Hacker News new | ask | show | jobs
by crispyambulance 2340 days ago
Yeah, so by eliminating semantic concerns, pdf has achieved transcendence as a document format.

But by its nature text is intrinsically semantic. I am just surprised that a document format utterly free of semantics has lasted so long. Perhaps because we (as people and organizations) can't agree on the structure of documents?

Another way to see this, perhaps, is as the failure of the promise of xml and the ecosystem around it? In the late 90's many of us thought that all documents would be xml for content and styling would be through xslt or even it's big sister, xsl. Well, THAT went nowhere despite all the W3C meetings and papers.

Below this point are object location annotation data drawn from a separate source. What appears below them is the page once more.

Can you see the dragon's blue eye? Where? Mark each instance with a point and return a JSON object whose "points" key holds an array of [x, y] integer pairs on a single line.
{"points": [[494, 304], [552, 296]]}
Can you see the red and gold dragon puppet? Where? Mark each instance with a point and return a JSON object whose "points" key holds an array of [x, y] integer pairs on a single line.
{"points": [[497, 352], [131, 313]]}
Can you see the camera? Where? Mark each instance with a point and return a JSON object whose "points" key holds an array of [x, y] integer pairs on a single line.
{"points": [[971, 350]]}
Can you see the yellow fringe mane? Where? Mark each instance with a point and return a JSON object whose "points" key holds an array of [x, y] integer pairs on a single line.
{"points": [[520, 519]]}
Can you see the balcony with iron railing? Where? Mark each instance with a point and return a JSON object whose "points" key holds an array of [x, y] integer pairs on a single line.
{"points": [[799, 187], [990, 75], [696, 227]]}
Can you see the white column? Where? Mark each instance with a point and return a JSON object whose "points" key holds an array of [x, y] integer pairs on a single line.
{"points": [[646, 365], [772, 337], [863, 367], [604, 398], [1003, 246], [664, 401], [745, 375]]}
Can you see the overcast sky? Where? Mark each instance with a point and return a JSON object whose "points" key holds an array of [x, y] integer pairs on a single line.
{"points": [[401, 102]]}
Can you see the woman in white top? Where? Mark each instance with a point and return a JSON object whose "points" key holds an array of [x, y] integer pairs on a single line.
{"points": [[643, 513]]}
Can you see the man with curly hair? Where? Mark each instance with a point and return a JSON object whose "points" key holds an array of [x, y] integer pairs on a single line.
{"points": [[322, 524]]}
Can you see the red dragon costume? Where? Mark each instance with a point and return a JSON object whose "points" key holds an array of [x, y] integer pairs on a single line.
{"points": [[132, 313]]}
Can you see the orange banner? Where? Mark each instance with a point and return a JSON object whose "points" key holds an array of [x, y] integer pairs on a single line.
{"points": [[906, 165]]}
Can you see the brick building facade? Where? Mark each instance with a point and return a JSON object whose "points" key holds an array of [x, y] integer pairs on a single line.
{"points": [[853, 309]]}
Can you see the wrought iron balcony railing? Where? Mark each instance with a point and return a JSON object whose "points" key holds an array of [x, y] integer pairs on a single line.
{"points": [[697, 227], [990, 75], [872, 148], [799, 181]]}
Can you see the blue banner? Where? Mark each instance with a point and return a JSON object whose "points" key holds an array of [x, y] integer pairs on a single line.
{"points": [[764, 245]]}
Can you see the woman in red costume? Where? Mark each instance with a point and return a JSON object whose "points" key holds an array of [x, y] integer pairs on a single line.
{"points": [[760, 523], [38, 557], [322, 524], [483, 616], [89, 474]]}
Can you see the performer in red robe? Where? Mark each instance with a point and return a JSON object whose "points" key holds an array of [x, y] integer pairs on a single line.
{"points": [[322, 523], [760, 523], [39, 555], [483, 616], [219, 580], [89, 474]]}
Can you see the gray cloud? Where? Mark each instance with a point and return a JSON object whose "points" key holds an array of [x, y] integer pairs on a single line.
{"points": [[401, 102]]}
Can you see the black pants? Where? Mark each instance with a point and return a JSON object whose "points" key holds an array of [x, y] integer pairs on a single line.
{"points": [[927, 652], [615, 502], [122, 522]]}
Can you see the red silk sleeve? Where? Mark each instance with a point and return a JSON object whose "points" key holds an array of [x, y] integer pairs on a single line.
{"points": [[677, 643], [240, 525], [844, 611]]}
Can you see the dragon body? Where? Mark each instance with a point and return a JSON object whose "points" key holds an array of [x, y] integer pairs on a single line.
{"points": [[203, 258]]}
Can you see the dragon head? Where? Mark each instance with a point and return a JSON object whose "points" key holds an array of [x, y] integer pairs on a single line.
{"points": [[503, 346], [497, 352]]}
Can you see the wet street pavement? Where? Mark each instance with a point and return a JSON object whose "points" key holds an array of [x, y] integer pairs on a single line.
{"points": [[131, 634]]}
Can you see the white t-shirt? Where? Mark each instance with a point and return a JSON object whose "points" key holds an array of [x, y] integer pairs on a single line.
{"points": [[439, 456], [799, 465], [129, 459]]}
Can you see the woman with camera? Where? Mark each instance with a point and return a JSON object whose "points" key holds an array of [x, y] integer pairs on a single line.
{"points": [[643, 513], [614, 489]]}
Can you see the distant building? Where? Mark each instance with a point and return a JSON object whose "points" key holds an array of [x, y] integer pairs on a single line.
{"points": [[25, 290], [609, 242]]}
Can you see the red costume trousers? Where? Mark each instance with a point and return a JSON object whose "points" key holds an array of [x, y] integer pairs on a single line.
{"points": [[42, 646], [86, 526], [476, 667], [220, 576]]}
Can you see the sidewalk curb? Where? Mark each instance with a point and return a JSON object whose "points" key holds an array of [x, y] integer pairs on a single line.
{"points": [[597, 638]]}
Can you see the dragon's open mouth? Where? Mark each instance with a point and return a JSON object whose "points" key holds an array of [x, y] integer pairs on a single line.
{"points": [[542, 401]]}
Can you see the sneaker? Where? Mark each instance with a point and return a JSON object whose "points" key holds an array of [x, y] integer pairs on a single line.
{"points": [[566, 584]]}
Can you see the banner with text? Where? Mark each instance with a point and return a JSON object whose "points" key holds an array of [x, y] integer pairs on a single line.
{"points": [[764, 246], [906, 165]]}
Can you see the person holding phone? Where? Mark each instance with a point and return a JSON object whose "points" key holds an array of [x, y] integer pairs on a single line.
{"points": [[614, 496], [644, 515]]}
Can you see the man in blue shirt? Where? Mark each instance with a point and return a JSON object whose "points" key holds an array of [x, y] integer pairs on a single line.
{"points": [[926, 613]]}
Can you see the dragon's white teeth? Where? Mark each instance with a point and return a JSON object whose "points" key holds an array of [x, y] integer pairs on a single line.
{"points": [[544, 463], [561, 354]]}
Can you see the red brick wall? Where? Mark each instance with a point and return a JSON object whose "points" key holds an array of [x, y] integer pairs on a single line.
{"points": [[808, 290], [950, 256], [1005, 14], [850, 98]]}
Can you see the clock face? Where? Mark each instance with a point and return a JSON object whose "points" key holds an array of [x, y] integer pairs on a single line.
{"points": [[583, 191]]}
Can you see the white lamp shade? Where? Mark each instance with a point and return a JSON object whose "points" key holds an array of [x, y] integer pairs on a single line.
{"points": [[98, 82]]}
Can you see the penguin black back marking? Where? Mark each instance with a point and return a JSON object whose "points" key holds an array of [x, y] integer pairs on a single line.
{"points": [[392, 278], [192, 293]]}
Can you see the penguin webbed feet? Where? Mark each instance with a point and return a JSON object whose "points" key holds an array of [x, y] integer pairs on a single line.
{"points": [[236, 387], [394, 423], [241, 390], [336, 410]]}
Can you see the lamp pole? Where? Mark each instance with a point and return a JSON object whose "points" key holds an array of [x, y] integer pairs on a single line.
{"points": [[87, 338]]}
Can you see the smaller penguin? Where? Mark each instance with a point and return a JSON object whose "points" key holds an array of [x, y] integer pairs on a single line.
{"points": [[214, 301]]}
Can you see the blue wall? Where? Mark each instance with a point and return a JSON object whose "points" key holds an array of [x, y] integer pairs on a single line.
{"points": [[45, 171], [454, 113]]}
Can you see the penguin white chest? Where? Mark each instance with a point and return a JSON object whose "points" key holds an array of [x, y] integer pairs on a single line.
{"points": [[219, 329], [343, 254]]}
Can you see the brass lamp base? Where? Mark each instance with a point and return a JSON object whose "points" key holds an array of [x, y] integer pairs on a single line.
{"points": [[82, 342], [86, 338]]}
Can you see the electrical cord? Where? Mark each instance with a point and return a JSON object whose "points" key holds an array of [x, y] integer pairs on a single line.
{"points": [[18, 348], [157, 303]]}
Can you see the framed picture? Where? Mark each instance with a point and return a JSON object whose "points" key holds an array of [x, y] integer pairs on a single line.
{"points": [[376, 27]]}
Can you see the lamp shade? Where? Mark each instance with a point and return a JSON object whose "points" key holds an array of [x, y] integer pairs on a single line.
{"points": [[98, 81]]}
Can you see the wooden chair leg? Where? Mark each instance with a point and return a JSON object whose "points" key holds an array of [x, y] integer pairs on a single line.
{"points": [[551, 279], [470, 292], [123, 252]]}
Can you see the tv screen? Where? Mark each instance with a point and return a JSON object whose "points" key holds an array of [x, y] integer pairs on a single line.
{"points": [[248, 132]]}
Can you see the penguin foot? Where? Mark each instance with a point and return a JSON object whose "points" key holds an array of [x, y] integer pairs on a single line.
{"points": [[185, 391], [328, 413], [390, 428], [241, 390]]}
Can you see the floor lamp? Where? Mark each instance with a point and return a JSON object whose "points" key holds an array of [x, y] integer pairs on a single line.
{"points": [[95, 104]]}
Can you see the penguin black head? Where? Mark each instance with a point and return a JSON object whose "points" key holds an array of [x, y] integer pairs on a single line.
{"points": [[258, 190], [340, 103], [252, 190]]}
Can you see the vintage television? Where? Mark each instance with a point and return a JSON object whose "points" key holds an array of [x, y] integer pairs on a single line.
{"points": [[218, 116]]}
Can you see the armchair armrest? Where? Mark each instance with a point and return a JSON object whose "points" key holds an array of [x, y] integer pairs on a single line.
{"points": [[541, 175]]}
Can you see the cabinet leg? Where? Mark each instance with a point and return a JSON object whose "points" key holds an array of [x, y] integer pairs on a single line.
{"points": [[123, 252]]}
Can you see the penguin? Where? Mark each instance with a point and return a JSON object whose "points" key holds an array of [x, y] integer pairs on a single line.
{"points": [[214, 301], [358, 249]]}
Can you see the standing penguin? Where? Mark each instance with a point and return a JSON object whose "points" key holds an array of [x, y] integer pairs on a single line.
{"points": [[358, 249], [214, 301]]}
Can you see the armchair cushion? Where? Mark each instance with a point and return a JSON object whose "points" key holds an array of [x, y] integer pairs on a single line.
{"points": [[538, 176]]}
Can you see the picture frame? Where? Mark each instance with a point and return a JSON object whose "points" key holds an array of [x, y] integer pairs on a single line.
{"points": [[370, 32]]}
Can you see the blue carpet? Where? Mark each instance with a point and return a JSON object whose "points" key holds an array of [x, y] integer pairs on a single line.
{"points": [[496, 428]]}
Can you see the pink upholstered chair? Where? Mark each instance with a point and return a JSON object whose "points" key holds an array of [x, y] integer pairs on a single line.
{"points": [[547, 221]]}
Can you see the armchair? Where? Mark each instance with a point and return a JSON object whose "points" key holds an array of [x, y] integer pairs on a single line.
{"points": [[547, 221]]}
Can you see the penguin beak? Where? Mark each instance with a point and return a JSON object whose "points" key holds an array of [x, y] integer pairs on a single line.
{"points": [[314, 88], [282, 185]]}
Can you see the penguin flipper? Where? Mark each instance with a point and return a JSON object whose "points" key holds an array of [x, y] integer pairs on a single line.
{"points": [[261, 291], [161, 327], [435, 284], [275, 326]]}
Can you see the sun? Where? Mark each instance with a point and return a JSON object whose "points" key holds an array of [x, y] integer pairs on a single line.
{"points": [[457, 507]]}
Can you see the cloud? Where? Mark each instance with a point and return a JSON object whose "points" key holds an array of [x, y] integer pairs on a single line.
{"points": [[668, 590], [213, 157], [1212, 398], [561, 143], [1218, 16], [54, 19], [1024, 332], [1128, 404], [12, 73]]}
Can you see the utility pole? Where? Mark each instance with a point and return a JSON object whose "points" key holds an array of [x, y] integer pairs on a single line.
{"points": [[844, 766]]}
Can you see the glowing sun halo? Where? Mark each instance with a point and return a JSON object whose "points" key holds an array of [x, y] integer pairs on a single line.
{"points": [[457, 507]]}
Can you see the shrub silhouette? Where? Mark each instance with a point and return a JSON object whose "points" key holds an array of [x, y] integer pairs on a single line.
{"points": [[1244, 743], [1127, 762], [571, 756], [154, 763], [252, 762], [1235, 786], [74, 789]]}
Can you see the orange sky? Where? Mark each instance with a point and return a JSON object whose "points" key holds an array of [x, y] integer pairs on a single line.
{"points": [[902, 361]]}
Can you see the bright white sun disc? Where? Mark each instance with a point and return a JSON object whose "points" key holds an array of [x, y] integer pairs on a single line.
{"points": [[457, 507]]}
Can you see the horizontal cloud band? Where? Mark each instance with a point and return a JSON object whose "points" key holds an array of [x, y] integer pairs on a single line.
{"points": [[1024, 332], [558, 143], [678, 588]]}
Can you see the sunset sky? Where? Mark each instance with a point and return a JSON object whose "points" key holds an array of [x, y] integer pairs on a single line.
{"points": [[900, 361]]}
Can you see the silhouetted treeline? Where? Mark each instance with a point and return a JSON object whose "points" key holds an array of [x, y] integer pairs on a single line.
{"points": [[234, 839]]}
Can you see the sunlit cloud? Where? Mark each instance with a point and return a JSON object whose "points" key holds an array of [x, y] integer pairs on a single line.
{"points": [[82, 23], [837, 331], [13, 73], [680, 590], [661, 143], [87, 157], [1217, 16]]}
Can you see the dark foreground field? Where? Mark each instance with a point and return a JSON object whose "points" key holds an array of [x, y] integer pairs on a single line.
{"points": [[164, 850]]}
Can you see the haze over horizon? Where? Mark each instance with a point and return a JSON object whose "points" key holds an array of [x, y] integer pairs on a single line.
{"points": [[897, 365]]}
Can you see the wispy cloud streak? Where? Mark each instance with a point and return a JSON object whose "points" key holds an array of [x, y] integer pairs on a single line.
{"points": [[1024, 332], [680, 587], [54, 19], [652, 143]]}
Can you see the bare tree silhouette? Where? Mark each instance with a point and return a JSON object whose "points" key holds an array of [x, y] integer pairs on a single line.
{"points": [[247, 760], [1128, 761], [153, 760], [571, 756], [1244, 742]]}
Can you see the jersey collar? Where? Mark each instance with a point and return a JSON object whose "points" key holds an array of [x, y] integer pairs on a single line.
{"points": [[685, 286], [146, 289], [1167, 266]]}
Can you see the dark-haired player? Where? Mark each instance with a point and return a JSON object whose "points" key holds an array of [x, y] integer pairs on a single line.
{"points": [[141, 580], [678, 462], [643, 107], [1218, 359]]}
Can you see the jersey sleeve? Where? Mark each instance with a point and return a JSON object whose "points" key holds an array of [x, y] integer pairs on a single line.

It's interesting you brought up graphics as an analogy. It's true that you can have graphics which are literally just lines and that's adequate for many needs. However, modern CAD drawing systems increasingly use notions of 2D/3D objects and a disciplined series of transformations. They call it "parametric modeling" and it's where where all drawing consist of a series of transformations that can be represented in a timeline. I suspect modern parametric model CAD can very much be semantic.

1 comments

Books have about the same amount of semantic information as pdf. It's probably just habit.

I think more than lack of agreement, it's just that there aren't really universal document structures. There's relatively useful chunks like paragraphs that are more or less universal (at least for a given language), but those don't need much structure to be clear.

It isn’t in the interests of word processors to round-trip through pdf. If you look at the PDFs the mainstream word processors generate, you see some of them actively trying to stop text extraction. It’s like an obfuscation arms race. They include white-on-white text, and jump all over the page positioning text so no whole words occur in the source etc. Sad but true.